Rubella, also known as German measles or "three-day measles," is a contagious viral infection that brings on a rash as well as other symptoms. But many children have such mild symptoms that they're unaware of being infected. It's milder than measles and doesn't last as long.
Rubella is a significant health risk for pregnant women. If a pregnant woman is infected with rubella, especially in the first trimester (1 to 3 months), she may miscarry or the fetus may suffer severe birth defects.
After a bout with rubella, a person has lifelong immunity. The disease used to be common, with epidemics sweeping across North America every 6 to 9 years. Major epidemics occurred at a frequency of every 30 years, with the last one recorded in 1964, affecting over 12 million people in the US.
The virus was first isolated in the laboratory in 1962 and a vaccine was made available in 1969. Since then, the measles-mumps-rubella (MMR) vaccine has cut the frequency of the disease dramatically in countries that include the vaccine in their immunization programs.
Rubella is caused by a virus. It is spread in the same way as any viral cold - by tiny droplets produced from the nose and mouth. It's not as contagious as a cold or the measles, but it has a long incubation period (the time between getting infected with the virus and getting sick) that varies from 12 to 23 days. People who get the virus are infectious (can spread it to others) for up to 10 days before symptoms appear.
Because rubella is rarer these days, an increasing number of adults have never been infected with the disease and therefore aren't immune unless they have been vaccinated.
Symptoms and Complications
The main symptom of rubella is a red rash, usually starting on the head and neck. The rash doesn't appear until 14 to 21 days after infection, with most people developing their rash on Day 17 or Day 18 after exposure.
Some people experience a prodrome (warning symptoms), which appears as fever, swollen glands (particularly behind the ear), general aches, and fatigue. These symptoms last from 1 to 5 days before the rash appears and are more common in adults than in children. Once the rash appears, the fever resolves.
The rash usually consists of small red or pink spots that may be itchy. It tends to spread down the body, disappearing from the head as it reaches the trunk. It usually lasts about 3 to 5 days. Other possible symptoms include:
- mild conjunctivitis (pinkeye)
- runny nose
Up to 50% of people infected with rubella have no symptoms at all. It's unknown how many rubella infections go unnoticed and unreported.

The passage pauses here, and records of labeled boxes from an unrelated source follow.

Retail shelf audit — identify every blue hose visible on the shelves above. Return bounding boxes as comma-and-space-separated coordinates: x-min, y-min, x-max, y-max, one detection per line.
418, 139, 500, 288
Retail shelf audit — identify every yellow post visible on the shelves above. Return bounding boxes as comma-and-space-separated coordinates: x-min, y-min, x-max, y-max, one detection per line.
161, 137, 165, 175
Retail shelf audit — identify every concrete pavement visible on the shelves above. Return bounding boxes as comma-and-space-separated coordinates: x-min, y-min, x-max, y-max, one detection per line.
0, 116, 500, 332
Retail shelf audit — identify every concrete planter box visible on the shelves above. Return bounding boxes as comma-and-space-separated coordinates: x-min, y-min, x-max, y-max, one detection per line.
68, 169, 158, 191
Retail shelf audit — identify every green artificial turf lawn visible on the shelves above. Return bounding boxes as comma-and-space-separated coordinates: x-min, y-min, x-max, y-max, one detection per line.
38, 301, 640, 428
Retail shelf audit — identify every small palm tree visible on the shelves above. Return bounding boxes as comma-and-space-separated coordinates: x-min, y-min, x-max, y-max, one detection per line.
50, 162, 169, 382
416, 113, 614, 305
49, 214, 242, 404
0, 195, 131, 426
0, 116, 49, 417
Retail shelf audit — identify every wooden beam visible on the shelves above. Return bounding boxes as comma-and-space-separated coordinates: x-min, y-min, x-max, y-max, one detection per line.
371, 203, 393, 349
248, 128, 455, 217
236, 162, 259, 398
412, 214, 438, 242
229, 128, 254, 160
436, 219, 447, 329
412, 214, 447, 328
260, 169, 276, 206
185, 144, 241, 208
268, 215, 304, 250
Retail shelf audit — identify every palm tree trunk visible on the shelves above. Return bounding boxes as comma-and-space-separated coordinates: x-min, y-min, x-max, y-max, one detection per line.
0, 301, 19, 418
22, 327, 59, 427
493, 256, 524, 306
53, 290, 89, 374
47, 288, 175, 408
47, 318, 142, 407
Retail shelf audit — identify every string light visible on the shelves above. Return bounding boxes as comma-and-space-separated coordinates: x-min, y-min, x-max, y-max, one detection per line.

You're infectious from 10 days before the rash appears until about 2 weeks after it disappears. This means, of course, that people can transmit rubella before they know they have it.
The most common complication associated with rubella is the development of a mild form of arthritis that usually goes away on its own. It seems to be more common and more severe in adults and more common in women than men. As with many other viral infections, people can also get an ear infection, usually in children under 4 years old. There are rare but serious complications that can occur. One is bleeding due to low platelets (thrombocytopenia). Another rare complication is encephalitis (infection of the brain).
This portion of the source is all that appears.